The “should I touch this?” decision tree

Is it noisy + has no underlying problem?
    └─► Disable the rule (defaultRules.disabled).
Is it noisy + has an underlying problem?
    └─► Fix the underlying problem.
        (Don't silence indefinitely — silences expire.)
Is it firing + you care?
    └─► Use Alertmanager silence with a deadline,
        not Prometheus rule disable.
Is it firing + you don't care?
    └─► You will care later. Either tune the threshold
        or route it to a low-priority receiver.

Validation script

Health-check the whole observability stack end-to-end:

./scripts/validate-observability.sh
# Optionally, also fire + auto-resolve a test alert through ntfy:
./scripts/validate-observability.sh --send-test-alert

Returns non-zero on any failure. Suitable for cron / a Forgejo scheduled action.

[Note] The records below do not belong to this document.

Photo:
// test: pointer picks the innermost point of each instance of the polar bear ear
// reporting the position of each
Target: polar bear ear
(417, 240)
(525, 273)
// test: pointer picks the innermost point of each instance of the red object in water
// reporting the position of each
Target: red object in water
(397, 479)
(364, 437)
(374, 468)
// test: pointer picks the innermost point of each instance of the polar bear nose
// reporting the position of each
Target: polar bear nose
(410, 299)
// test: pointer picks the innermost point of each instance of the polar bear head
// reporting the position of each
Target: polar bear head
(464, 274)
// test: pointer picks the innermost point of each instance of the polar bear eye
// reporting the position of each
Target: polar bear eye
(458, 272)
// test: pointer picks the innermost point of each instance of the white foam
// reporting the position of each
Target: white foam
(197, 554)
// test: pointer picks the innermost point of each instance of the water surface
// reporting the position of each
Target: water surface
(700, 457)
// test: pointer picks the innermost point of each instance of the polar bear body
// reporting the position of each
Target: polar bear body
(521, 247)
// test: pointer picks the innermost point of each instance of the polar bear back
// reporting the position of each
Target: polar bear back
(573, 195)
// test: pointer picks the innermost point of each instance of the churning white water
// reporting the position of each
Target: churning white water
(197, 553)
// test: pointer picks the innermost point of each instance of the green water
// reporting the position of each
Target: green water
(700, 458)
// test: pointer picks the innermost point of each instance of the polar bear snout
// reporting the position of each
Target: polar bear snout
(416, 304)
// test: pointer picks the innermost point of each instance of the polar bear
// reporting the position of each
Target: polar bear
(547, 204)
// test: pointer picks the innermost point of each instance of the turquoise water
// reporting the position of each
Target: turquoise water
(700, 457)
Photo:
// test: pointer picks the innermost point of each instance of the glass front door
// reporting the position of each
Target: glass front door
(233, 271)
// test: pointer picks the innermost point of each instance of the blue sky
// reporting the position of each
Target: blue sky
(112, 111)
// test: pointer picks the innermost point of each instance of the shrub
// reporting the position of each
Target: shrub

kubectl shortcuts worth memorizing

# What's not Running?
kubectl get pods -A --field-selector=status.phase!=Running,status.phase!=Succeeded
 
# What's the unsilenced firing list?
kubectl -n monitoring exec alertmanager-… -c alertmanager -- \
  wget -qO- 'http://localhost:9093/api/v2/alerts?active=true&silenced=false&inhibited=false'
 
# What's Argo not happy about?
kubectl -n argocd get applications -o json | \
  jq '.items[] | select(.status.sync.status != "Synced" or .status.health.status != "Healthy") | .metadata.name'

When in doubt, look at memory

There’s a ~/.claude/projects/-home-mike-projects-sky-palette/memory/ directory with feedback files like:

  • feedback_kubeadm_localhost_metrics_bind.md
  • feedback_grafana_initchowndata_eacces.md
  • feedback_prometheus_servicemonitor_label_vs_name.md
  • feedback_ubuntu_desktop_timesyncd_silent.md

Each entry is a single previous-incident-as-recipe. Most of the entries in the troubleshooting table above started life there.